Starmer defends prison sentence given to Lucy Connolly over hate tweet

Former Conservative councillor Raymond Connolly (centre) is Lucy Connolly’s husband (Yui Mok/PA) - (PA Wire)

Sir Keir Starmer has defended the sentence given to Lucy Connolly, who was jailed for inciting racial hatred in the aftermath of the Southport terror attack, after her appeal against her 31-month sentence was rejected.

The Prime Minister said he was against “incitement to violence against other people”, when asked about Connolly’s case by Independent MP Rupert Lowe (Great Yarmouth). Her Court of Appeal application against her jail term was dismissed yesterday by three judges at the Royal Courts of Justice.
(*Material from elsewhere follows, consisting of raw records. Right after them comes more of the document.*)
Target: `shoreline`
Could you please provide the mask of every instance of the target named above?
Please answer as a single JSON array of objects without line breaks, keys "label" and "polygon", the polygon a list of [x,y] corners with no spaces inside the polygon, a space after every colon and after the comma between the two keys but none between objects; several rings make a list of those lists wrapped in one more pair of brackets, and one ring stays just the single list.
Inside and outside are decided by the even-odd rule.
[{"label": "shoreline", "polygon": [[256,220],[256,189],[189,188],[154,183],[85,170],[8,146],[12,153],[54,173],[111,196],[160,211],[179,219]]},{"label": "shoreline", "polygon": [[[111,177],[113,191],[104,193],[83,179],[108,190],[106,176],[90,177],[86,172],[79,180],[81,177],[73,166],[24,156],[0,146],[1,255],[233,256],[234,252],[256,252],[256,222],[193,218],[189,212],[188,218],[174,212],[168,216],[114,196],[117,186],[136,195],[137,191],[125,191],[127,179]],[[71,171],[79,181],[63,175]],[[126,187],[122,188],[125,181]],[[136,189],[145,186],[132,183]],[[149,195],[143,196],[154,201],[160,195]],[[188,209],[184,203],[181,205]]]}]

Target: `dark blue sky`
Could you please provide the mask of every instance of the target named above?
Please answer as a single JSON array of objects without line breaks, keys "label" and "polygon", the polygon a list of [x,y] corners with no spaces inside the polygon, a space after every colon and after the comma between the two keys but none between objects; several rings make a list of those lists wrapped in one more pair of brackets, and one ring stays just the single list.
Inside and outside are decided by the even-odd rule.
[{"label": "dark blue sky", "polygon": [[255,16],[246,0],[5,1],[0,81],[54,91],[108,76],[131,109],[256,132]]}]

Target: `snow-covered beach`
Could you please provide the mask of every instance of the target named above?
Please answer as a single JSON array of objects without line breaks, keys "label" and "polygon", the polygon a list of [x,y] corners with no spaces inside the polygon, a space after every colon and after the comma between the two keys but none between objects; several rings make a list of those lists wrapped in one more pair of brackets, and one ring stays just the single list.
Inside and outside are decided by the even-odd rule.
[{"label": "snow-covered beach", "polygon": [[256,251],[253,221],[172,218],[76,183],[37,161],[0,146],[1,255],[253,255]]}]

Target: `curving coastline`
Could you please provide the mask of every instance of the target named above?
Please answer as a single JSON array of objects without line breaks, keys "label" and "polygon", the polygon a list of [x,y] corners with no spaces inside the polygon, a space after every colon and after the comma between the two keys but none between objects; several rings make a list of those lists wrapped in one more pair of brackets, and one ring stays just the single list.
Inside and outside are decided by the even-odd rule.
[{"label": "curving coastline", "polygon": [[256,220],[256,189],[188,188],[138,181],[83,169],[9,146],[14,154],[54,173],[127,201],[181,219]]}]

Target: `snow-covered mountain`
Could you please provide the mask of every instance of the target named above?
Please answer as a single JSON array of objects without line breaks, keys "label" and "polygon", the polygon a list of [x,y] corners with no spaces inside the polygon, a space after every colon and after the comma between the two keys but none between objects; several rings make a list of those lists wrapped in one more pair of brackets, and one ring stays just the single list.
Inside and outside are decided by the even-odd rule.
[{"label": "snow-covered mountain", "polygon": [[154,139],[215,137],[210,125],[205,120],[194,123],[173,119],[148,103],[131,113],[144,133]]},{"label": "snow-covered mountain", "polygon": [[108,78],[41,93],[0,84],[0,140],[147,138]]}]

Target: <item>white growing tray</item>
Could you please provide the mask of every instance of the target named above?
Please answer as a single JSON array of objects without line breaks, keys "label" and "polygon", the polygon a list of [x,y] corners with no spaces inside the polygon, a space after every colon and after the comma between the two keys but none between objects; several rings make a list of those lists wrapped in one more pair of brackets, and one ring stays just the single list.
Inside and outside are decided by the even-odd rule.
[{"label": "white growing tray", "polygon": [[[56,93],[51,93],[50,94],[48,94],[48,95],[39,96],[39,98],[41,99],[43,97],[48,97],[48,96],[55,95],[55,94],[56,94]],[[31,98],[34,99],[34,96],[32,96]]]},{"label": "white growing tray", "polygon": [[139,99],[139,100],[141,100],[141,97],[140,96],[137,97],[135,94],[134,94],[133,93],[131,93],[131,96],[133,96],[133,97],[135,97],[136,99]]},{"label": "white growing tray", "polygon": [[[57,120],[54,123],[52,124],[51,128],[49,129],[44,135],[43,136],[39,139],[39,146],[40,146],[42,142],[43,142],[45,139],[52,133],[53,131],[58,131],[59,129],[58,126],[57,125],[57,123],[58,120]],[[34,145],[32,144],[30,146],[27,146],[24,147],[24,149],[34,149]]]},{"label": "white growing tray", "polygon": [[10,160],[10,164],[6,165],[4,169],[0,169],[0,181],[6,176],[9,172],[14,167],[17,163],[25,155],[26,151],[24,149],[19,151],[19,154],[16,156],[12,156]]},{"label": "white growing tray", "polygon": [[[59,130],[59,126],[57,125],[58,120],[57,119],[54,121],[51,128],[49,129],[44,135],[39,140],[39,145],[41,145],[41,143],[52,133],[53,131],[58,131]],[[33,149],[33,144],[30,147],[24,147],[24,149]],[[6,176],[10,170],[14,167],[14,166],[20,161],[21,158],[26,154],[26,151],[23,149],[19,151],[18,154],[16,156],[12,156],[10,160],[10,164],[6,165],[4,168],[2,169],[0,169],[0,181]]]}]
She had posted on X on the day of the murder of three children by Axel Rudakubana in Southport: “Mass deportation now, set fire to all the f****** hotels full of the bastards for all I care… if that makes me racist so be it.”

Independent MP Rupert Lowe (Great Yarmouth) asked if Sir Keir thought Connolly’s jailing was an “efficient or fair use” of prison.

Speaking at Prime Minister’s Questions, Sir Keir said: “Sentencing is a matter for our courts, and I celebrate the fact that we have independent courts in this country. I am strongly in favour of free speech, we’ve had free speech in this country for a very long time and we protect it fiercely.

“But I am equally against incitement to violence against other people. I will always support the action taken by our police and courts to keep our streets and people safe.”

Lucy Connolly was jailed for posting an online rant about migrants on the day of the Southport murder (PA/Northamptonshire Police). (PA Media)

Mr Lowe had said: “Does the Prime Minister agree that imprisoning Lucy Connolly, a young mother with a 12-year-old daughter for one foolish social media post, soon deleted, is clearly not an efficient or fair use of prison?”

Connolly’s post was viewed 310,000 times in three-and-a-half hours before she deleted it.

Connolly told the Court of Appeal that during discussions with her barrister at the crown court she did not understand that by pleading guilty she was accepting that she intended to incite violence.

However Lord Justice Holroyde, one of the three appeal judges presiding over her case said that in her evidence to them, the judges found Connolly to be “intelligent and articulate”, and they were “unable” to accept that she “entered her guilty plea with no understanding of what it entailed”.

Connolly, of Northampton, was arrested on August 6, by which point she had deleted her social media account, but other messages which included further racist remarks were uncovered by officers who seized her phone.

In a written judgment on Tuesday, Lord Justice Holroyde, said: “There is no arguable basis on which it could be said that the sentence imposed by the judge was manifestly excessive.

“The application for leave to appeal against sentence therefore fails and is refused.”